For some strange reason, fundamentalist Christians often seem to think that they are one and the same thing. Yep, the fundies are still whinging about this bill known as HR1592 or the Matthew Shepard Act/Local Law Enforcement Hate Crimes Prevention Act 2007, which passed the House early in May.
OneNewsNow has this article about the act. Steve Cohen(D-Tennessee) rightly pointed out that the bill has nothing to do with speech and that the Religious Right was distorting the bill by claiming it affects their right to free speech. The fundies got on their soapbox by saying that:
"But Congressman Tim Walberg (R-Michigan) says the bill does indeed threaten the First Amendment rights of pastors and churches.

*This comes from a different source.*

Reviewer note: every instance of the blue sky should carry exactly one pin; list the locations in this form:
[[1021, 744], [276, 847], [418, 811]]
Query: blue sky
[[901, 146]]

"He [Cohen] said it was a lie -- when, in fact, if you read the legislation it doesn't go any further than what we have presently in place as far as actual murders and mayhem and assaults; but it moves into the thought police side in saying you can't talk about beliefs and values that you've long held. The fact of the matter is that if you do, we may indeed be able to pull you in as an incentive to hate violence. That's a chilling effect," says Walberg."
This claim from the Right is just plain false. The bill covers violence, not speech. Anyone who actually reads the text of the bill would find that damn obvious. Besides, the Bill cannot overturn the First Amendment anyway, and if it genuinely did conflict with the first amendment, it wouldn't be allowed to be made law.
Although hate speech can often help to lead to hate violence by creating an intolerant environment, it is quite clearly not the same thing, and people shouldn't be punished for their views and should have the right to express those views. Hate violence, on the other hand is quite clearly unacceptable.
These fundamentalists should learn that you can object to someone's opinion without wanting to beat them up.